この犬のIQは100以上。人間より賢いため、搭載されている「ワン」の音声はミュートにし、目元に《わかった》という文字で返事をした。

長い廊下を歩き、どう言えば信用に足るかを考えながら歩いたが、結局思いつかず、とりあえず局長の顔を見てから判断しようと思った。

「調査局長、失礼します」

「やぁ、鮎瀬くん。どうしたね。魔物とは順調かい?3年間の保護観察を引き受けてくれてありがとう。国からは実験援助金が、おっとっと、えーっとね、援助金がたんまり入ったんだ。
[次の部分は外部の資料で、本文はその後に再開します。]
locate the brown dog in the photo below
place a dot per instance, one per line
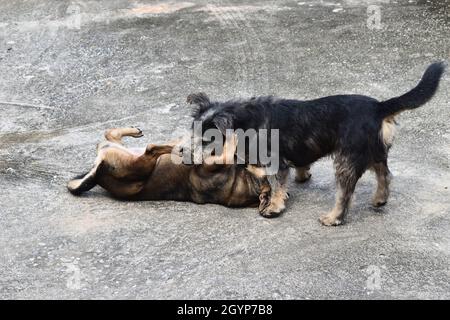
(151, 174)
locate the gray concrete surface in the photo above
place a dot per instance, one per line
(70, 70)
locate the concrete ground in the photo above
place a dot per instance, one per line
(69, 70)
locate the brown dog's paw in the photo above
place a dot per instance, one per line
(199, 98)
(270, 209)
(379, 201)
(329, 220)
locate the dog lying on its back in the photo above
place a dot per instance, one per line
(150, 174)
(357, 130)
君のボーナスに反映するから、喜びたまえ。1か月くらいは生かして、生体を記録したら、あとはもう君の判断でいつでも殺していいからね」

(あーなるほど、”実験”援助金、ね。これがほしくて、俺にイノリをおしつけたってわけか。で、もうもらったからイノリは用無しってこと)
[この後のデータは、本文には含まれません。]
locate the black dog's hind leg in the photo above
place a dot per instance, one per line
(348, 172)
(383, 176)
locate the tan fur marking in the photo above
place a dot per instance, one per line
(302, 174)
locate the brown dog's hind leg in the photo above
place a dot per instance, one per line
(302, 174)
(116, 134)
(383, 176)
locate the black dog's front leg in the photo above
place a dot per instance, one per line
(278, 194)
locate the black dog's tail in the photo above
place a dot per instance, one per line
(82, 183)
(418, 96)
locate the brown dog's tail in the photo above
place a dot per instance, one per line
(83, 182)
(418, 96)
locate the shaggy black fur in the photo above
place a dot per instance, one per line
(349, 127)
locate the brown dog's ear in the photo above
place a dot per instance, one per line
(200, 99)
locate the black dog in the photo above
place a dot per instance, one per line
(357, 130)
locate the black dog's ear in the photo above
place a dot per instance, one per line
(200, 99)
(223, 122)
嫌な上司にあたっちゃったかもなぁ、なんて思いながら、イノリの仕事をなすりつけてきた男を見据え、言った。

「観察対象、”一番”は現在死にかけています。今の状態では3日ももたない。病院はどこもあの”一番”の受け入れを拒否しています。唯一診療してくれた軍医も、入院は断られました。一週間ほど在宅での看病が必要です。許可をください」

「3日で死なれるのは少し困るな。よし、いいだろう。君の一存で任せるよ。そうだ、他の事件で、3匹も魔物を倒したそうじゃないか。お手柄だったね。しかも、相当強かったとか」

「はぁ。あれは不可抗力です」

「君の手にかかれば、魔物なんてイチコロだろう。もし君に牙を向けるようなことがあれば、その”一番”も、1か月と待たず、すぐ息の目を止めていい。無理はしないように」

「……承知しました」

どいつもこいつも、イノリを虫けらのように扱うんだなと感じた瞬間だった。

***

戻るとイノリが起きていて、涙目になってキョロキョロとあたりを見回していた。機械犬は目元に《鮎瀬はすぐ戻ってくる》と出し、イノリが見える場所までピョンピョンとジャンプしている。

「イノリ」
「あ、あゆせ、さ……っ」

涙を流し、鮎瀬の方に腕を伸ばす。

「ど、どこ、ですか?あ、鮎瀬さん…‥っ」

(そうだった、こいつ、視力もかなり落ちてるんだった)

傍まで行ってやり、ポンと頭に手を置いて軽く撫でてやった。

「だーいじょうぶだ。ここにいるよ」
「よ、よかった……ぐすっ」
「わん!わん!」

機械犬が鮎瀬に《できることはやってた。イノリ、文字が読めない》という文を目元に出していた。

「ワン公、お前、いい仕事してたよ」

ついでに機械犬の頭を撫でてから、食事を机に置いた。

「食堂に寄って、腹に優しい飯つくってもらってたんだ。遅くなって悪かったな」

くん、とイノリの鼻が優しい食べ物の香りを感じ、顔がほころぶ。

「い、良い、においが、します」
「鼻は問題無さそうでよかった。食ってみるか?」
「はい」

野菜をミキサーで細かくして、それをおかゆに混ぜ込んだものだった。一口味見した分には、普通に美味しいが、ちょっと味が薄かった。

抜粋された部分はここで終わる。